It's time for the highly touted linebacker prospect from Miami, Fla., to take what he learned while redshirting last season and become a leader on an Ohio State defense that will be looking for several new commanders this fall.
"That's the role everyone wants to be in," Sabino said about emerging as a leader. "As far as my role changing, I just feel like I need to step up. I've been here for a while, and I haven't done what I wanted to do yet. I want to help this team win. That's where my mind is right now."
Sabino has had plenty of time to think about his new opportunity. He battled Andrew Sweat last August for the right to take the open strongside (Sam) linebacker position alongside weakside (Will) linebacker Ross Homan and middle (Mike) linebacker Brian Rolle.
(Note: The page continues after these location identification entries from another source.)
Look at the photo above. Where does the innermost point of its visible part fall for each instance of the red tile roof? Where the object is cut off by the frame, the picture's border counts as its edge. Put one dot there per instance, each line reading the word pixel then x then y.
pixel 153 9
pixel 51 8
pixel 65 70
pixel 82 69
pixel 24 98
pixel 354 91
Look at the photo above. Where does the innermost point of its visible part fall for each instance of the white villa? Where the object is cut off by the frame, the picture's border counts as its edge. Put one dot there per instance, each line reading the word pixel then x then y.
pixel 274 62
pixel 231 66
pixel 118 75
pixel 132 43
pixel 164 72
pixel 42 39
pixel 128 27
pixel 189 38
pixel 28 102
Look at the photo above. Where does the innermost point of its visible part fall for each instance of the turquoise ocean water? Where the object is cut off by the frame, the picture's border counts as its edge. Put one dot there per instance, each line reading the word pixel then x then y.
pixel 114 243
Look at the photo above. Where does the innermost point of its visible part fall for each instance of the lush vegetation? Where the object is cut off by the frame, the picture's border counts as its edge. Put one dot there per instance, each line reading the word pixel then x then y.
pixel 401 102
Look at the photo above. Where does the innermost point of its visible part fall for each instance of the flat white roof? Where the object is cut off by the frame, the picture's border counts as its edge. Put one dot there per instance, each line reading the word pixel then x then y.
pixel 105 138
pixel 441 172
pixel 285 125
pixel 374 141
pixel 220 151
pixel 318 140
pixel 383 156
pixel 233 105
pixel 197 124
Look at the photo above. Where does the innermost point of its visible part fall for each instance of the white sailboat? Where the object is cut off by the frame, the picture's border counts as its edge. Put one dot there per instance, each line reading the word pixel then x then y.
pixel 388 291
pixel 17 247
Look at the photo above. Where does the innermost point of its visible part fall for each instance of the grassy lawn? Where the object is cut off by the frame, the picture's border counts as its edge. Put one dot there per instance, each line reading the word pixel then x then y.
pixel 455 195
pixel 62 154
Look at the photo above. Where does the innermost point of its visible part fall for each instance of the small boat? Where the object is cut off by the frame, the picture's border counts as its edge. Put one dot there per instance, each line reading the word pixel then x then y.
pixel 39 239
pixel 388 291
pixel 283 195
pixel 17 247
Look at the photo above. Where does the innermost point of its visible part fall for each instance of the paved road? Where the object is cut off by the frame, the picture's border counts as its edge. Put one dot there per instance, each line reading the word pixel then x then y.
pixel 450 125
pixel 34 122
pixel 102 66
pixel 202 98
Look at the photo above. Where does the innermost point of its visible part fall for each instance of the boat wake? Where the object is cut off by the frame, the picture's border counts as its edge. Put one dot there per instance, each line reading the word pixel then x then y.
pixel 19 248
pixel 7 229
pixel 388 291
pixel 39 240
Sweat won the position, and Sabino chose to accept a redshirt season.
While the Buckeyes went on to share yet another Big Ten title and defeat Arkansas in the Sugar Bowl, Sabino was on the sidelines.
"It was extremely difficult," Sabino said. "I would say it was probably one of the hardest years of my life."
Sabino did not sit around and mope about his fate, however. Instead he focused his energies on not only learning more about playing linebacker but learning more about Ohio State's entire defense. He spent extra time in the film room, in the weight room and among then-teammates Rolle and Homan learning everything he could.
"I think I really got a better grasp on the defense as a whole," Sabino said. "Like what the safeties are doing, what the defensive line is doing in front of you, what the corners have to do."
Sweat said he was impressed by the way Sabino handled not playing last season, something Sweat knew a little something about after missing several games in 2009 after suffering a knee injury.
"It's extremely difficult (to sit out), and I can relate because I tore my ACL my sophomore year and you just stand there on the sideline watching. It is very hard because it's like you're not really a part of the defense.
"I know how hard it was for Etienne last year, but he had a great attitude about it. He got better last year and he's ready to excel this year."
The added knowledge Sabino gained while sitting out has already paid dividends for the former five-star prospect from Miami (Fla.) Dr. Krop. Sabino has uttered the phrase many players say when the proverbial light comes on before a big season: The game has slowed down.
"When you're not out there thinking, you're just reacting," he said. "You know what you have to do. You know what the guys in front you have to do. You can expect to know where the ball is going. … It just helps your overall game and your overall football knowledge."
In addition to being a smarter and more instinctual player, Sabino is also a physically bigger player. He said Saturday that he is up to 248 pounds, up from his listed weight of 240 last season.
Sabino has no regrets about missing the 2010 season, calling it something that benefited not only him but the Buckeyes as a team. Sabino will have two years of eligibility remaining when the season begins this fall.
Sabino will go into preseason camp in August as one of Ohio State's starting linebackers. What position he will play, however, has not been determined.
No matter where he'll line up, Sabino is ready for the 2011 season to begin.
"Right now is probably the best I've felt," he said.
That's some news Ohio State fans will enjoy hearing. It is Sabino's time after all.